Is there some mathematical derivation for calculating the orbital velocity based on altitude and acceleration without using calculus? I thought of equations of motion, but I always get problems.
Is there a way to derive it using laws of gravitational potential and kinetic energy ?

Are the pieces of information here in the video correct ? I guess it has mistaken with the position of the satellite if not affected with gravity.

 

[Dr. Courtney]

If you assume the orbit is a circle, you can do it without Calculus.

Set the force you need (for centripetal acceleration) equal to the force you have (Newton's law of gravitation).

The orbital radius is the Earth's radius plus the altitude.

Simplify.

 

[Amr Elsayed]

et the force you need (for centripetal acceleration) equal to the force you have (Newton's law of gravitation).

But I need to use : F centripetal = M*V^2 / r .. Which needs calculus to be derived. I want to understand it without calculus if possible

 

[DocZaius]

But I need to use : F centripetal = M*V^2 / r .. Which needs calculus to be derived.

That isn't true. There are a few ways to show that $a_{centripetal}=\frac{V^2}{R}$ without calculus.

 

[A.T.]

But I need to use : F centripetal = M*V^2 / r .. Which needs calculus to be derived. I want to understand it without calculus if possible

https://en.wikipedia.org/wiki/Centripetal_force#Derivation_using_vectors

 

[Amr Elsayed]

That isn't true. There are a few ways to show that acentripetal=V2Ra_{centripetal}=\frac{V^2}{R} without calculus

Can you please show me any of them using basic algebra or geometry ?
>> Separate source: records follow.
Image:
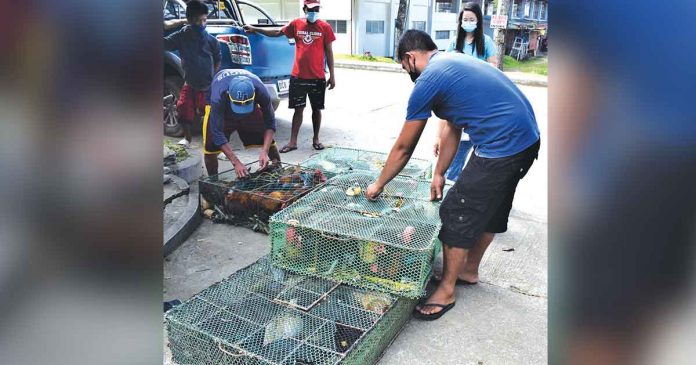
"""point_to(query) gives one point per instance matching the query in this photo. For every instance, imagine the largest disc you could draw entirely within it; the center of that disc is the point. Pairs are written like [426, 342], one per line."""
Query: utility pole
[499, 34]
[400, 23]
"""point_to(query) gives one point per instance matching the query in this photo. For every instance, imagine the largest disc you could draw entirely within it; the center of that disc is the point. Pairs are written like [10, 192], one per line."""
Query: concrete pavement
[520, 78]
[500, 321]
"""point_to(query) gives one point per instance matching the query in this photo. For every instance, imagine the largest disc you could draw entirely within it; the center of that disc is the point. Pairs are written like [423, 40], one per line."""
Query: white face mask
[469, 26]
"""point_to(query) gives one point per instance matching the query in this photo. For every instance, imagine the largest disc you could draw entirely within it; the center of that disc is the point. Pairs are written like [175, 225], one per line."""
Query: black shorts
[300, 88]
[481, 199]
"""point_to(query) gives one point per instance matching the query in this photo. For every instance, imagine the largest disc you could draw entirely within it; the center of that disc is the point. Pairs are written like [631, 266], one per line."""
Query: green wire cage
[339, 160]
[336, 233]
[251, 201]
[265, 315]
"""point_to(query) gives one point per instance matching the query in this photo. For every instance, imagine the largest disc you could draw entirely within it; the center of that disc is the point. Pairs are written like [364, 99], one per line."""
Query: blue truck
[268, 58]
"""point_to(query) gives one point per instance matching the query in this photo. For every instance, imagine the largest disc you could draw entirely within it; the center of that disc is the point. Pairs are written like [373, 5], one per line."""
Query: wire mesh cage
[250, 201]
[335, 232]
[339, 160]
[265, 315]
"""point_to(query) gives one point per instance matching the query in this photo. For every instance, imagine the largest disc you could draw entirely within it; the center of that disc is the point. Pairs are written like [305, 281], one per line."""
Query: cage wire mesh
[339, 160]
[266, 315]
[335, 232]
[250, 201]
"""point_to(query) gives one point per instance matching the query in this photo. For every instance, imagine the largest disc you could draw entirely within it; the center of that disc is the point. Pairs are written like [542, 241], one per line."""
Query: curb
[190, 219]
[389, 68]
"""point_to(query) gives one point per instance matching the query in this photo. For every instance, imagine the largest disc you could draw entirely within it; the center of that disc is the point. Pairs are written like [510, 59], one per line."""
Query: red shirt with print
[310, 40]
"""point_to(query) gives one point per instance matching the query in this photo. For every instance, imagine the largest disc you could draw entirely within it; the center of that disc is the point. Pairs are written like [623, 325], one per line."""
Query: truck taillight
[239, 46]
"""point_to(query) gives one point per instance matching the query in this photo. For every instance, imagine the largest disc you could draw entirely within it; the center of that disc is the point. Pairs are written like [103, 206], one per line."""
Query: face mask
[469, 26]
[312, 16]
[413, 73]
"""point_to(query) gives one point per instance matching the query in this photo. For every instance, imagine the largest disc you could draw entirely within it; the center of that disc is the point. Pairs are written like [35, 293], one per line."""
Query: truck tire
[172, 86]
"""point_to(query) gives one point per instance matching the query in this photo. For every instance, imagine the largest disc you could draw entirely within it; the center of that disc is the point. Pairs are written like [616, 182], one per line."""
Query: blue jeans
[459, 160]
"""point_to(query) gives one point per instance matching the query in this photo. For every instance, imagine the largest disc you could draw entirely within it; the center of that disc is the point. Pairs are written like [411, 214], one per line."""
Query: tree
[500, 33]
[400, 23]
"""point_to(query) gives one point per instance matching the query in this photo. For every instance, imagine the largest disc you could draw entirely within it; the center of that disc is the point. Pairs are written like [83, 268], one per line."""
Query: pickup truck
[270, 59]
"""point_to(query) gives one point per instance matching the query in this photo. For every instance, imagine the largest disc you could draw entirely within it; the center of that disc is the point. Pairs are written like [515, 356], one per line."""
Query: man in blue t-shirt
[239, 101]
[481, 100]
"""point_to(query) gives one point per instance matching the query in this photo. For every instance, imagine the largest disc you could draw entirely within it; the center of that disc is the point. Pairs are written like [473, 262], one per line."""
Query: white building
[368, 25]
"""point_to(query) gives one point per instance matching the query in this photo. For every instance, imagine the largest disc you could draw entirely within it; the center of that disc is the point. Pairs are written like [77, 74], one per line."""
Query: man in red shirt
[313, 39]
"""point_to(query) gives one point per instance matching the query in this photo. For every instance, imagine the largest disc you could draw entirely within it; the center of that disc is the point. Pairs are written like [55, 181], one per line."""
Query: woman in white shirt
[469, 40]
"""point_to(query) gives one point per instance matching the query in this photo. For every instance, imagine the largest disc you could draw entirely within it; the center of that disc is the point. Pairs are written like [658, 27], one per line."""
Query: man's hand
[263, 159]
[373, 191]
[240, 169]
[436, 187]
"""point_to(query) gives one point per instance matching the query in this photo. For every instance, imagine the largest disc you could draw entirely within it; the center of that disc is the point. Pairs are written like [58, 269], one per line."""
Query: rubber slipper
[459, 282]
[434, 316]
[287, 149]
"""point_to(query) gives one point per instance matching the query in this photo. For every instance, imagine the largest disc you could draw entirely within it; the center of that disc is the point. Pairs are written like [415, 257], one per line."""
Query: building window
[338, 26]
[374, 27]
[418, 26]
[444, 6]
[442, 34]
[542, 12]
[515, 9]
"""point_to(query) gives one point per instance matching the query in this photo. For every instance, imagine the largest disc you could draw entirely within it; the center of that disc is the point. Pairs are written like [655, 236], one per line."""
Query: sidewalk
[520, 78]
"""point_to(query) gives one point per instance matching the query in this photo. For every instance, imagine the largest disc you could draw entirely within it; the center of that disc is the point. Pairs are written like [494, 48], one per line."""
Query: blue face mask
[469, 27]
[312, 16]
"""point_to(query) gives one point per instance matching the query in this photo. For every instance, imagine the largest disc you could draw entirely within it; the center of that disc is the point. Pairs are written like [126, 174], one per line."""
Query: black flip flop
[287, 149]
[458, 283]
[434, 316]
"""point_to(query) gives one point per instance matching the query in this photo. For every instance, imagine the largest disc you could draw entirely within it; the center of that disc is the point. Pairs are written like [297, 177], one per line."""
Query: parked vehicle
[270, 59]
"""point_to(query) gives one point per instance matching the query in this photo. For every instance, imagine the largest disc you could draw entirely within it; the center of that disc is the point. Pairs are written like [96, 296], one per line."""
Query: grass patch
[538, 65]
[369, 58]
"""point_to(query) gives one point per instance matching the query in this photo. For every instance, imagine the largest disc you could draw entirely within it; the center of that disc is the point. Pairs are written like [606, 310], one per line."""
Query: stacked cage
[336, 233]
[338, 160]
[265, 315]
[250, 201]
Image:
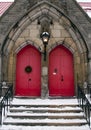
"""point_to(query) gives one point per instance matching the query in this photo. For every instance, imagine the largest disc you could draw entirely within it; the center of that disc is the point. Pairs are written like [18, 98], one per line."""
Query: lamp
[45, 38]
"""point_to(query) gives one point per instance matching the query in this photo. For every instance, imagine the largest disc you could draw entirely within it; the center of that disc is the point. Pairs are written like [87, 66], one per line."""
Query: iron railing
[5, 102]
[84, 104]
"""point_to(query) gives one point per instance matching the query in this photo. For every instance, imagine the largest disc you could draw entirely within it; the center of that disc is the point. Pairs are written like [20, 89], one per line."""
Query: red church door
[28, 72]
[61, 76]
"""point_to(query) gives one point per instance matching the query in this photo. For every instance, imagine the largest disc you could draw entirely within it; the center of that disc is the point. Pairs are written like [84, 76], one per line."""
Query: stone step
[46, 115]
[47, 109]
[14, 127]
[45, 122]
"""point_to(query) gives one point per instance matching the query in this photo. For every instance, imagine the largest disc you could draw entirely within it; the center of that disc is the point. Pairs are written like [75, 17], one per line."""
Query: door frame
[71, 51]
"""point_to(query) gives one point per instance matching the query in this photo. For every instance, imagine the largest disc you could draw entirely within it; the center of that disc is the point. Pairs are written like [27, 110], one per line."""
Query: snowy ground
[45, 102]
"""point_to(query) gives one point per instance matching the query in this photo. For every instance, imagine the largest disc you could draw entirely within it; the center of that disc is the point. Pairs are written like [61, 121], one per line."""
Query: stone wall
[69, 26]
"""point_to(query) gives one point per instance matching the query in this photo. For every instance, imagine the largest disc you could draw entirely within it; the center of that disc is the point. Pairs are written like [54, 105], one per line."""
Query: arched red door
[61, 72]
[28, 72]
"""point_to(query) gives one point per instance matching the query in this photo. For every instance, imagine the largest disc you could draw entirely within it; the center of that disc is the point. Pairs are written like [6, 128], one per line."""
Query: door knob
[29, 79]
[62, 78]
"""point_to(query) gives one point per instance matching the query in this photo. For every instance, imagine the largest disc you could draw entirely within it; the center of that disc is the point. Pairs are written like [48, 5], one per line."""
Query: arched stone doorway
[63, 31]
[61, 72]
[28, 72]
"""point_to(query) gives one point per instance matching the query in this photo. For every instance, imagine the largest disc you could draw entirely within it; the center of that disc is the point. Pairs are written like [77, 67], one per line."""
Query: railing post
[84, 103]
[0, 113]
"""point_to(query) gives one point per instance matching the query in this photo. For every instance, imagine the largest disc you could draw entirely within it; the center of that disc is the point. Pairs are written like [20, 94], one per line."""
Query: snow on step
[17, 101]
[10, 127]
[45, 114]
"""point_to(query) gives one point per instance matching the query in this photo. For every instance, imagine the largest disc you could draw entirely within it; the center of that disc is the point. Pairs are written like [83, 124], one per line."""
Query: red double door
[60, 75]
[28, 72]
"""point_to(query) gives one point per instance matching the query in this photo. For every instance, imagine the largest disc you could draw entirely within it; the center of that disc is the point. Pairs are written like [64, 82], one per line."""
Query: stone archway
[63, 31]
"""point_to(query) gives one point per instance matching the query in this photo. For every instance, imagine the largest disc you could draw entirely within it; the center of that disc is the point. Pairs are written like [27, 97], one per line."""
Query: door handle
[62, 78]
[29, 79]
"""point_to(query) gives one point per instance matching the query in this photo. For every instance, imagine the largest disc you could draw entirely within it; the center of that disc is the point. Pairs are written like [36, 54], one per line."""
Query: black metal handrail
[84, 104]
[5, 102]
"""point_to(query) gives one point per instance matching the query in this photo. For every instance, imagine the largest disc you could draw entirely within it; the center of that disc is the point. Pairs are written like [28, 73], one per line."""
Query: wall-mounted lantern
[45, 38]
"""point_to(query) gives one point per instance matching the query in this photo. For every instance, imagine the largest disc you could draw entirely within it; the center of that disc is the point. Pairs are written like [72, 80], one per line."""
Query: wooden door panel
[28, 83]
[61, 83]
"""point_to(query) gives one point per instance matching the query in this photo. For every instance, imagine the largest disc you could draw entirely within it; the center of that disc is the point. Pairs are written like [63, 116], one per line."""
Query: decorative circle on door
[28, 69]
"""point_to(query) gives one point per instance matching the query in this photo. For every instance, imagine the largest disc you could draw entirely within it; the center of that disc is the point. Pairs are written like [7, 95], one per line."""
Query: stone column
[89, 72]
[44, 91]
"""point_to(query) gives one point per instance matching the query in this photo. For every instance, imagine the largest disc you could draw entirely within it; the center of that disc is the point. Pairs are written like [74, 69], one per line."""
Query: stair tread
[43, 113]
[14, 127]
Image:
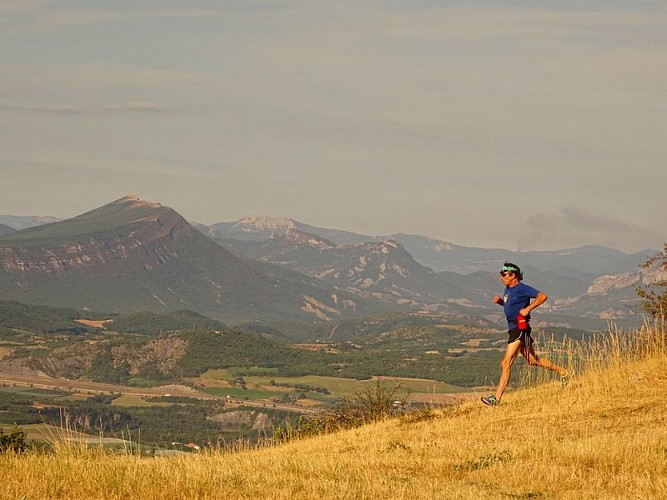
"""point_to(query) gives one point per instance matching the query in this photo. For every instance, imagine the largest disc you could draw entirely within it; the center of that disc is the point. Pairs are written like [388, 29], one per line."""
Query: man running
[516, 301]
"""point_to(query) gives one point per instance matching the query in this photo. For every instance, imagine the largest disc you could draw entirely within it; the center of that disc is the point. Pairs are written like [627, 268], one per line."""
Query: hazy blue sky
[497, 124]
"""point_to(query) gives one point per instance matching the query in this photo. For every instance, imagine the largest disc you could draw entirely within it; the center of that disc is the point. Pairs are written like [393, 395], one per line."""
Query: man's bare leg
[506, 366]
[534, 360]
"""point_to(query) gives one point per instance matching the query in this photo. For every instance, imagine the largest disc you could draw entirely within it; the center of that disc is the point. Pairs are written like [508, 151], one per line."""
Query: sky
[525, 125]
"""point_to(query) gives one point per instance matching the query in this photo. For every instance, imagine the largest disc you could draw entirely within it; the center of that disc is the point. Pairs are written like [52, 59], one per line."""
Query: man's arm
[539, 300]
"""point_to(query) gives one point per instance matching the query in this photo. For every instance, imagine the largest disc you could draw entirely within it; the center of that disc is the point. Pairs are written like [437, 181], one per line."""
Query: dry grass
[604, 436]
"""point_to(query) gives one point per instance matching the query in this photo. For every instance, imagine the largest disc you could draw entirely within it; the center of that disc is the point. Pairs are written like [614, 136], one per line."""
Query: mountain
[383, 270]
[585, 263]
[19, 222]
[396, 269]
[259, 228]
[5, 229]
[133, 255]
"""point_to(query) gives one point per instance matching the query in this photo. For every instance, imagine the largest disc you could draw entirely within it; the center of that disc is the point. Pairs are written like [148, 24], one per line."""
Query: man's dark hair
[513, 268]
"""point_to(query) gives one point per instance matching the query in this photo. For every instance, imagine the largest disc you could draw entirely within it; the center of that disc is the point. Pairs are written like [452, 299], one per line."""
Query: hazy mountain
[133, 255]
[4, 229]
[388, 270]
[19, 222]
[585, 263]
[259, 228]
[376, 269]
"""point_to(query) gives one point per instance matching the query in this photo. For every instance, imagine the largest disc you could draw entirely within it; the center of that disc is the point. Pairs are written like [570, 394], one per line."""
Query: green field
[237, 393]
[342, 387]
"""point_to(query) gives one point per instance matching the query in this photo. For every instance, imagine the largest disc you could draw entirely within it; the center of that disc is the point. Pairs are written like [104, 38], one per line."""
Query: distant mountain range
[133, 255]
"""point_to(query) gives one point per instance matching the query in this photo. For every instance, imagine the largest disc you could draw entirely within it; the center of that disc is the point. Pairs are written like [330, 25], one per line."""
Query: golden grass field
[602, 437]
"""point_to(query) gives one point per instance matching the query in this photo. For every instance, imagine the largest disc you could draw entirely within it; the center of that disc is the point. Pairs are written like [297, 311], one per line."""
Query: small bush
[16, 441]
[371, 405]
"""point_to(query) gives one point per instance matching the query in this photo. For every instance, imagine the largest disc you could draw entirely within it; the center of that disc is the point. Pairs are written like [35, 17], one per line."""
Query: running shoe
[565, 380]
[490, 400]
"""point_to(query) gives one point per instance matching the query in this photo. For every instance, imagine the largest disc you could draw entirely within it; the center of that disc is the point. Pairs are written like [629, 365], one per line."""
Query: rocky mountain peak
[261, 223]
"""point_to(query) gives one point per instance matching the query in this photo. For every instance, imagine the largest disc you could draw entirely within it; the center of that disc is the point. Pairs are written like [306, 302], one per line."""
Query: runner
[516, 301]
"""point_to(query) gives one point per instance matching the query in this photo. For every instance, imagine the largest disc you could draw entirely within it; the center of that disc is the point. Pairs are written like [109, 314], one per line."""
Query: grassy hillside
[604, 436]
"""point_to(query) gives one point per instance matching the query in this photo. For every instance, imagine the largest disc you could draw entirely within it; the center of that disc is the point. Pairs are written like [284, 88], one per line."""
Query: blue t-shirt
[516, 298]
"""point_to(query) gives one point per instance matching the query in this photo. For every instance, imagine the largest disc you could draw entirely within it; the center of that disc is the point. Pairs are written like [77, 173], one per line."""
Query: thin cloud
[572, 226]
[58, 109]
[143, 106]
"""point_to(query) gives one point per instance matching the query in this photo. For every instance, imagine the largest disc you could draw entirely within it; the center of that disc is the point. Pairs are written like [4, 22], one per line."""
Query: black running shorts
[523, 335]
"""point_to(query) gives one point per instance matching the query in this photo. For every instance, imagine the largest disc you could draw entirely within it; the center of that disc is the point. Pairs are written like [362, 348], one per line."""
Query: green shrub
[16, 441]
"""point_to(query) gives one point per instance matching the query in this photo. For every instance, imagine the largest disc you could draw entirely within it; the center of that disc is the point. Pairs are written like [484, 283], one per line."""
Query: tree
[655, 294]
[16, 441]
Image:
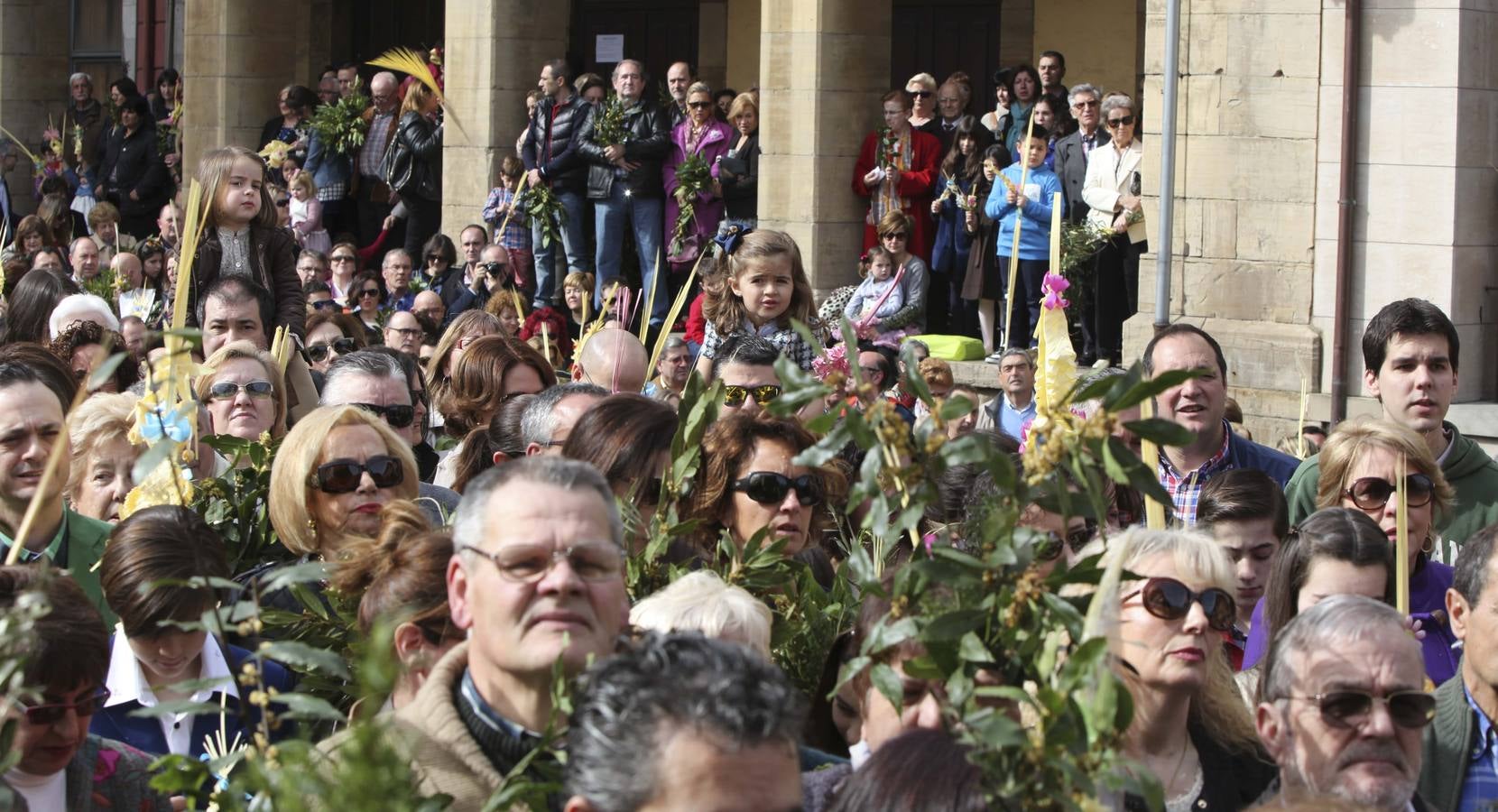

https://en.wikipedia.org/wiki/Centripetal_force#Derivation_using_vectors

I can't find derivations here except calculus derivation :/

 

[dean barry]

negligible mass satellite assumed
for stable orbit: gravitational acceleration = centripetal acceleration
so:
( G * M ) / r^2 = v^2 / r

 

[RaulTheUCSCSlug]

You actually just need very little calculus, but you can instead think of it as the limit approaching to zero rather than the derivative and that should help you.

 

[nasu]

Actually even the notion of instantaneous speed is based on calculus. So if you use instantaneous speed in the formula for acceleration you "use calculus".
Defining it as a limit rather than a derivative is still calculus. The notion of limit is one of the basic notions in calculus. And the derivative itself is such a limit.

So technically, you cannot do kinematics at all without calculus. You may have the illusion that you do without. :)
After all, Newton had to invent it before he can study motion.

 

[dean barry]

A handy bit of info:
In a stable orbit two body situation, each body has equal momentum.
Have a look at this two body data sheet also.

 

[ChrisVer]

Can you please show me any of them using basic algebra or geometry ?

Even if you want to use geometry, you will have to use it in a way that allows for calculus (i.e. allow for derivatives) ...otherwise words like "Acceleration" or "velocity" won't make any sense...
As for basic algebra, I don't know what that would mean... like addition, multiplication etc?